It began with an internal column I wrote—an update from the CFO. In those days, cash flow was particularly important, and I saw this as a way to connect with the top fifty or sixty people in the company to discuss our priorities. As my assistant typed up the first column, she told me that the newsletter helped her really understand the issues. “You should send this out to everybody,” she suggested.

After thinking about it, I decided she was right. Why not send it to all fifty thousand people in the company? That way everyone could understand the issues and work toward addressing them. As I was explaining the challenges we were facing at Baxter, I decided to lighten things up a bit by mentioning something humorous that one of my children had done. With five children in the family, I was never at a loss for material. I called this little section “On the Home Front.” What started as a brief anecdote became an important way to help people relate to me, whether they had children or nieces or nephews, or were thinking back on their own youth. To my complete surprise, “On the Home Front” was a hit.

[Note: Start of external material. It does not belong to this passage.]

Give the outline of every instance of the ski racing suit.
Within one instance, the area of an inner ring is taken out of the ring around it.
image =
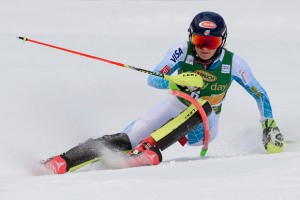
[[[202,77],[204,82],[202,88],[184,92],[195,99],[200,98],[199,100],[204,99],[206,102],[209,102],[206,104],[210,109],[210,111],[207,112],[209,113],[209,142],[218,134],[218,123],[222,103],[233,80],[239,83],[256,100],[261,114],[261,121],[273,117],[267,93],[255,79],[247,63],[226,49],[222,49],[220,56],[214,60],[208,69],[205,69],[204,65],[198,62],[190,42],[182,42],[169,49],[162,61],[155,67],[154,71],[167,75],[171,75],[176,71],[178,74],[194,72]],[[148,84],[158,89],[169,88],[168,80],[153,75],[149,75]],[[205,108],[207,106],[203,105],[202,107]],[[59,160],[63,159],[66,163],[64,170],[57,173],[75,171],[86,164],[101,159],[103,147],[109,147],[110,149],[122,152],[131,151],[145,138],[148,138],[155,131],[161,130],[162,127],[167,126],[169,122],[172,122],[173,119],[178,118],[178,116],[180,117],[190,107],[190,102],[170,95],[161,103],[150,109],[150,111],[129,124],[123,132],[104,135],[97,139],[89,139],[69,151],[54,157]],[[195,116],[200,119],[200,116]],[[177,132],[167,133],[168,136],[172,137],[177,134],[177,136],[180,135],[181,137],[181,135],[183,135],[189,145],[203,145],[203,123],[193,120],[186,122],[184,125],[186,127],[185,130],[180,128],[172,129]],[[177,138],[174,140],[174,138],[170,139],[170,137],[166,137],[166,143],[168,145],[163,145],[163,148],[160,145],[161,150],[177,141]],[[160,144],[162,144],[162,142]],[[51,159],[48,163],[49,162],[51,162]]]
[[[232,80],[240,84],[255,99],[261,121],[273,117],[267,93],[251,73],[248,64],[226,49],[222,49],[220,56],[210,65],[209,69],[205,69],[203,64],[196,61],[192,45],[189,42],[182,42],[168,50],[154,71],[167,75],[171,75],[175,71],[178,74],[194,72],[202,76],[204,87],[200,91],[191,92],[190,95],[194,98],[201,97],[208,100],[213,108],[213,112],[208,116],[210,142],[218,134],[222,103]],[[169,88],[168,80],[153,75],[149,75],[148,84],[158,89]],[[128,135],[132,147],[135,147],[153,131],[178,116],[188,105],[188,102],[170,95],[149,112],[128,125],[123,132]],[[191,130],[186,137],[189,145],[202,145],[204,138],[203,123]]]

When I traveled to various facilities, often the first question I was asked was about the family. Soon I began looking for parallels between the message I needed to deliver as CFO and something the children had done. Usually, I didn't have to search for very long—like the time I was writing about the importance of setting the right incentives. My son Andrew, at the age of four, had managed to stick a bead up his nose, and I had to take him to the emergency room to get it extracted. Before we went in, however, I told him that if he could blow that bead out of his nose, we'd get a pie just for the two of us to eat and then we'd go to the video store to buy—not rent—a video. Andrew blew that bead out of his nose so hard it almost broke my front windshield! The story caused a chuckle and helped illustrate my point about the power of incentives. Interestingly, one of the senior scientists in an R&D facility in Germany sent me his doctoral thesis in German on how to remove obstacles from the nasal cavity. I never did get it translated, but I appreciated the gesture.

To be honest, I loved writing “On the Home Front” because I knew people enjoyed the stories, and I got a kick out of sharing some of the adventures in the Kraemer household. On a broader level, my column illustrated the power of stories to connect with others on a human level, which is what matters the most. As you will discover in your leadership journey, stories can forge bonds stronger than any directive or assignment could ever establish.